Luc Rouban : Le retrait de la loi ou son inapplication serait un désastre politique pour Emmanuel Macron qui verra ses soutiens, comme les députés LR et même une partie des députés Renaissance ou Horizon, l’abandonner. La seule solution d’évitement serait une censure du Conseil constitutionnel mais elle est assez improbable vue sa composition. Le seul moyen d’éviter des dérapages dangereux est politique mais le gouvernement est dans une situation où il ne peut ni reculer ni avancer. Il compte sur l’usure de la protestation et c’est peut-être un bon calcul car la résignation gagne du terrain chez les électeurs. Qui se vengeront dans les urnes.

Qui est aujourd’hui en mesure de sauver la démocratie française des effets délétères du bras de fer (le conseil constitutionnel, la majorité, le gouvernement, la rue, les syndicats, etc.) ?

Luc Rouban : J’ai déjà répondu à cette question, c’est le gouvernement car le Conseil constitutionnel n’intervient qu’au cas par cas en fonction des saisines et ne peut pas changer la façon dont sont prises les décisions. Les syndicats et la rue n’ont pas l’initiative et se positionnent sur un registre réactif.

Christophe Bouillaud : Comme je l’ai dit, du côté des opposants, syndicaux, politiques, associatifs, il n’est pas possible de renverser le régime. Par contre, les syndicats ont vraiment gagné la bataille de l’opinion publique. Ils n’ont pas à abandonner ou à continuer le combat. Ils ont inscrit dans l’esprit de la majorité des actifs que ces derniers se font littéralement voler deux ans de leur vie de retraité pour des motifs incompréhensibles ou inavouables. Mais, sous Macron, l’opinion publique ne compte visiblement plus. C’est là le fait majeur. Emmanuel Macron a décidé de mépriser l’opinion de millions d’actifs, et, comme l’a dit le leader de la CFDT, il semble plus sensible à la revendication par la violence, telle qu’exercée par une partie des Gilets jaunes en leur temps, qu’à la simple démonstration majoritaire d’un refus. Tout le monde le sait désormais, et il n’y a plus rien d’autre à en dire. De ce point de vue, même une décision du Conseil constitutionnel qui annulerait toute la loi ne résoudrait pas tout. La rancœur est trop grande. Le pot de lait est déjà renversé.
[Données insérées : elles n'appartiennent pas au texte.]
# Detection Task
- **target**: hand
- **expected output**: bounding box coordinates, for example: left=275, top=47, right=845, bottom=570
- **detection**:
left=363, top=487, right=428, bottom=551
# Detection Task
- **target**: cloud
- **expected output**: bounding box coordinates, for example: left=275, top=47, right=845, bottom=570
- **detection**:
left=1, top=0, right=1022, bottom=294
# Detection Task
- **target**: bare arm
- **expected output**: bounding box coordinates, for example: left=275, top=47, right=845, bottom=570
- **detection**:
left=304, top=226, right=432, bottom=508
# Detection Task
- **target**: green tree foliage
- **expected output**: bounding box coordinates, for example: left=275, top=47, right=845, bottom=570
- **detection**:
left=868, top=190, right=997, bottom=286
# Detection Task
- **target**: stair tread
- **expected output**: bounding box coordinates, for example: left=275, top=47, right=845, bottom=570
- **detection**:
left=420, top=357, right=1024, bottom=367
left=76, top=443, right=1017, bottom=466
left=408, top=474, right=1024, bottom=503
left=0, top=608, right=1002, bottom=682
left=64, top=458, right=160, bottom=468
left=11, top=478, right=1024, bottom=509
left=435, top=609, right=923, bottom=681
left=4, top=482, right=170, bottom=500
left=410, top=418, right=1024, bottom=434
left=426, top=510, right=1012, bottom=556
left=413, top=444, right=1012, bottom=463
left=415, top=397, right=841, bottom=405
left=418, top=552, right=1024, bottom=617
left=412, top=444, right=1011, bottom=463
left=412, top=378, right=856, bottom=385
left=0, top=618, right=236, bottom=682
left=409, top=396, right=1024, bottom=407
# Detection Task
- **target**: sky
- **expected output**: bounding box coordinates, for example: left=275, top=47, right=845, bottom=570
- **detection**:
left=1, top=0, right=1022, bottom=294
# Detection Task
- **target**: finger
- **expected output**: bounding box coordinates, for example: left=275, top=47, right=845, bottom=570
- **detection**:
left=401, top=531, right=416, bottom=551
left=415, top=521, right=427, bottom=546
Emmanuel Macron et son gouvernement peuvent comme ces derniers jours ajouter encore à cette rancœur en y ajoutant la répression policière des manifestations, le discours critiques tenus envers les associations ou les personnalités qui mettent en garde contre les excès de cette répression, la diffusion de l’idée même que certains opposants soient prêts à renverser la République (ah ces royalistes de la France insoumise !), la tendance à ne pas accepter sa défaite sur le plan de l’opinion publique en se targuant d’avoir été mal compris, les propos lénifiants promettant une nouvelle étape (encore une !), tout cela ne fera que renforcer l’image d’un pouvoir obtus et indifférent au sort de la population.
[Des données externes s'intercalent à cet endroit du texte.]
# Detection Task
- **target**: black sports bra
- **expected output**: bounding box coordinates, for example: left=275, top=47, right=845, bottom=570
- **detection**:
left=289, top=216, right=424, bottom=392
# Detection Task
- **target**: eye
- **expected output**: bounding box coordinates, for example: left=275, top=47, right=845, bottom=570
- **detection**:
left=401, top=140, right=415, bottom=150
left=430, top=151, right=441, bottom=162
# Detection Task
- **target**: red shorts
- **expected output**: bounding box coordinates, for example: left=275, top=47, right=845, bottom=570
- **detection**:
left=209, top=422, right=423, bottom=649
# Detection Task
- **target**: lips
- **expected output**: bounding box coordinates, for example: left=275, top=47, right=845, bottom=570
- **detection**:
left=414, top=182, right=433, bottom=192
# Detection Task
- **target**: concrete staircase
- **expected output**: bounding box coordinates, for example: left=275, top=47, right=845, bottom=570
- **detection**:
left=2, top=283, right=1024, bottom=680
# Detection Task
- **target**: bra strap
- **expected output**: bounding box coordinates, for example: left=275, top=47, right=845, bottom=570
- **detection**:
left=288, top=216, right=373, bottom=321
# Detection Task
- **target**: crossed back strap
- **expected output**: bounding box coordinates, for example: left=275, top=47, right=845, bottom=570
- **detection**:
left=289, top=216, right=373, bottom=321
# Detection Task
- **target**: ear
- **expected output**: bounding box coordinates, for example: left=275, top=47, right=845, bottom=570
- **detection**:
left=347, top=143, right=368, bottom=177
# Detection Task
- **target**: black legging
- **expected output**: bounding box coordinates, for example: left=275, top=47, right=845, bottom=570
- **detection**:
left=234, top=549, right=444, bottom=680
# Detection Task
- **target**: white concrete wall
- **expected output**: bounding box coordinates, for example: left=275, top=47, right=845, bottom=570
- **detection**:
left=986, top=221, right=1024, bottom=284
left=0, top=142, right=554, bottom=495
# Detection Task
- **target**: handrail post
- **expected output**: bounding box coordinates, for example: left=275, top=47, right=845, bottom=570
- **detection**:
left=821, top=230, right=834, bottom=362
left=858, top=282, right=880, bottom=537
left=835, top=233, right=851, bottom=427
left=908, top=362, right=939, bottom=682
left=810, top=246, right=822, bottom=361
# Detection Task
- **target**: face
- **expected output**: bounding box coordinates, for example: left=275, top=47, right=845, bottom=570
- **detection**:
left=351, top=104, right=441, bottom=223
De ce point de vue, le mal est fait. Emmanuel Macron est donc sans doute définitivement coupé d’une grande partie de la population. Ce n’était déjà pas très brillant avant cet épisode, mais désormais, il a intérêt à toujours avoir un bon service de sécurité à ses côtés.

Malheureusement, les conséquences de tout cela vont être rapidement claires pour tout le monde. Comme la majorité des Français sont plutôt politiquement à droite, ils vont logiquement se radicaliser vers la droite, comme on le voit déjà dans les sondages. C’est donc le RN qui va profiter à plein de cette rancœur. Son arrivée au pouvoir en 2027 ou avant devient très probable, voire inévitable.

Face à ce défi, les autres forces politiques pourraient bien sûr réfléchir ensemble sur les limites de cette forme de République hyper-présidentielle, qui aboutit à faire boire de force un âne qui n’a vraiment pas soif si le Président le veut. Malheureusement, comme Emmanuel Macron est lui-même la meilleure illustration des défauts de ce régime, il faudrait un miracle pour qu’il se rallie à une réforme destinée à éviter un Macron en pire. C’est ce qui est dans le fond tragique.

J’aurai donc tendance à dire que rien ne nous sauvera du bras de fer, puisqu’il a déjà eu lieu et que ses conséquences délétères sont déjà là. Les troubles qui peuvent survenir au lendemain de la décision du Conseil constitutionnel ne sont qu’un épiphénomène par rapport à ce fait majeur d’un décrochage complet et irrattrapable entre Macron et une bonne part de la population. 

Dans l’essoufflement du mouvement que l’on observe et dans les déclarations de Laurent Berger par exemple, ne faut-il pas voir, aussi, une réaction des Français qui ne veulent pas jeter la démocratie par les fenêtres malgré leur mécontentement ?

Luc Rouban : Les Français sont attachés à la démocratie. Le Baromètre de la confiance politique du Cevipof, dans sa dernière vague de février 2023, montre que seuls 35% des enquêtés français pensent que la démocratie fonctionne bien contre 41% des enquêtés italiens, 47% des enquêtés britanniques et 60% des enquêtés allemands. Cela étant, ce n’est pas parce que la démocratie fonctionne mal qu’elle est rejetée puisque 82% des mêmes enquêtés français considèrent que la démocratie est une bonne chose et 29% (contre 39% un an avant en janvier 2022) seulement d’entre eux souhaitent avoir à la tête du pays un homme fort qui n’a pas à se préoccuper du Parlement ou des élections. Et 76% pensent toujours qu’il est utile de voter car cela permet de faire évoluer les choses. Donc, on est loin d’un rejet de la démocratie. En revanche, le successeur d’Emmanuel Macron, ou celui ou celle qui voudra reprendre son héritage en 2027 aura sans doute une tâche bien difficile car le désaveu du président de la République c’est aussi le désaveu du macronisme et de toutes les formules pour faire de la politique « autrement ». La réforme des retraites n’aura pas été un simple accident de parcours car elle aura signifié la fin du macronisme. Il faudra alors se retourner vers des formules politiques plus classiques, droite contre gauche, en se posant la question de savoir qui va dominer à droite. Pour la gauche, on sait déjà.